Vital Signs is the Vital Theatre Company's five-week new-plays series. Week three offered a first-rate production of the three plays offered. Although the writing was a mixed bag, the evening offered a varied array of high comedy, camp, and drama.
Irish Soda Bread, by Maggie McLaughlin, is about two sisters, Libby (Jennifer Trimble) and Anne Marie (Sarah Ireland), who after their mother's death are forced to confront each other and deal with another life-threatening situation. The play offered some moments of beauty and clarity among a lot of clumsy technique. For instance, the characters tell each other things they should already know, presumably for the audience's benefit. If the play were cleaned up and the revelation near the play's conclusion brought in earlier, perhaps it would have been easier to take. As is, the play didn't come across as much more than a soap opera. Regardless, the acting was sensational: both Ireland and Trimble were honest and radiant actresses, who gave their all. Director Dennis Schebetta directed with a lucid and steady hand, giving the play moments of power the writing sometimes lacked.
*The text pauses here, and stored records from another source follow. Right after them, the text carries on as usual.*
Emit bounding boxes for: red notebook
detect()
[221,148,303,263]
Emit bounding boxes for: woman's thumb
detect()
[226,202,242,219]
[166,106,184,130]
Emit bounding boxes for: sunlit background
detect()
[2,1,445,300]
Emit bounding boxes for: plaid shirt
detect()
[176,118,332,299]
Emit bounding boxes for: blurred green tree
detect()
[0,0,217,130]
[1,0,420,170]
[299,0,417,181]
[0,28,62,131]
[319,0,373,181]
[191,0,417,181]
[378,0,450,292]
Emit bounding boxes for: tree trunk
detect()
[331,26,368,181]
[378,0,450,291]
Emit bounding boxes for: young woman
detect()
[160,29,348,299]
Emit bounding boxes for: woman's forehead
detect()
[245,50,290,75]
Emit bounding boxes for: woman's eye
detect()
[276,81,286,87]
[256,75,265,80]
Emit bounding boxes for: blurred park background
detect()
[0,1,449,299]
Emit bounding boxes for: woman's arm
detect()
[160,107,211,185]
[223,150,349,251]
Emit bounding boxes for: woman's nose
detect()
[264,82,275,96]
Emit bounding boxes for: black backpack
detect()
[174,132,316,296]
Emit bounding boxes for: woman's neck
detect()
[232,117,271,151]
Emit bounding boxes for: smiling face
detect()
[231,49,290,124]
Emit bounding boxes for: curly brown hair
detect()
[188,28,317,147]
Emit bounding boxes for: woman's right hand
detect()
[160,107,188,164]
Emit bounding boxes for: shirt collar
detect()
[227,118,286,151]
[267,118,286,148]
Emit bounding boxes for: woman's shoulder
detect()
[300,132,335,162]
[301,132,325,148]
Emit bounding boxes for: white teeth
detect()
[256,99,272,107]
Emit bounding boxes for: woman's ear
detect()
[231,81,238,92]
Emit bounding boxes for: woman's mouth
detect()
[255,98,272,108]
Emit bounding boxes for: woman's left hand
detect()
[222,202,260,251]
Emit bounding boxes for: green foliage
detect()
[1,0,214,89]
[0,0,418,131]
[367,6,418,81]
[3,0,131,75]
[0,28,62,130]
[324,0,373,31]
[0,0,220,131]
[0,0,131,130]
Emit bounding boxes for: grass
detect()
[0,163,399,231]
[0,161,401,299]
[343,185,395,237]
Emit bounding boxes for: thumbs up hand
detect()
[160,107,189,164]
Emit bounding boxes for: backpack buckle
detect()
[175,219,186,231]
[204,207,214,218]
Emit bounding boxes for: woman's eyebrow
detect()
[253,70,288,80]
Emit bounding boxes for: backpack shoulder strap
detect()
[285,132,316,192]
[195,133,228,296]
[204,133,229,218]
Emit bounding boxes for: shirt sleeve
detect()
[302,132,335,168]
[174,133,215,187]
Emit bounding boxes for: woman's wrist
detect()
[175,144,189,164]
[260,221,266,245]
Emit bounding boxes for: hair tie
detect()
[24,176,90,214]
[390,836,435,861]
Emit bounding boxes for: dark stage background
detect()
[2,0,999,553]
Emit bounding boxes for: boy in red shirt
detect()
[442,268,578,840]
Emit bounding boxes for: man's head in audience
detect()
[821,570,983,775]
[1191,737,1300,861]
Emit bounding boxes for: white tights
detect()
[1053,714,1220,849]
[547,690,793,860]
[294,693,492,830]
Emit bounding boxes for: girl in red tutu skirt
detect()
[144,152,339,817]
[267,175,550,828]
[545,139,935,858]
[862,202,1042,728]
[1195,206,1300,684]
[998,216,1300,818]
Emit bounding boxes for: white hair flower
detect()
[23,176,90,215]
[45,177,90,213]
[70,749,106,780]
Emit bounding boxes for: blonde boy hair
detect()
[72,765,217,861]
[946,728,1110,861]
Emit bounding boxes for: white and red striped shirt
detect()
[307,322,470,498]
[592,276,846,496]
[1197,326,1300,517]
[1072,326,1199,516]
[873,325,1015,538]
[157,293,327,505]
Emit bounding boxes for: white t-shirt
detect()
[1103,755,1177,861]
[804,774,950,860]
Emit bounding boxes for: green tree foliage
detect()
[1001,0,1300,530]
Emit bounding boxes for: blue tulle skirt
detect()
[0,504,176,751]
Long Distance, by Jane Shepard, is tightly written and well observed. Roy (Stewart Clarke) meets up with Fatima Fartaway, a girl he knew in the third grade. She harbored a crush on him many years ago. He secretly liked her too. The play is witty, very moving, and doesn't overstay its welcome. Stewart Clarke gave an uncanny performance as the boy caught in a man's body who talks to imaginary friends. As directed by the skilful Frank Pisco, the play's humanity was never sacrificed for a cheap laugh.
Love Labor's Won, by Dennis Schebetta, was a lot of fun but much too long, with too much high jinks for even its premise. Taking from several of Shakespeare's plays such as Twelfth Night, Romeo and Juliet, etc., Schebetta fashions a sometimes witty homage to Bill S. If the play took its lunacy seriously, Love Labor's Won may have stood stronger than it does. Many of the jokes seem too "in," and a lot of the comedy seemed forced. But when it worked, it went like gangbusters. The talented director Scott C. Embler led a sterling cast headed by Eugenie Bagur, Patrick Burchill, Marcello Cabezas, Jack Cleary, Bryan Grossbauer, Andrew Grusetski, and Jessica Russo in a campy rendition of the Bard.
The lights by Michael Schloegl were terrific, the uncredited set was adequate, and the costumes, by Stefanie Sowa, were excellent.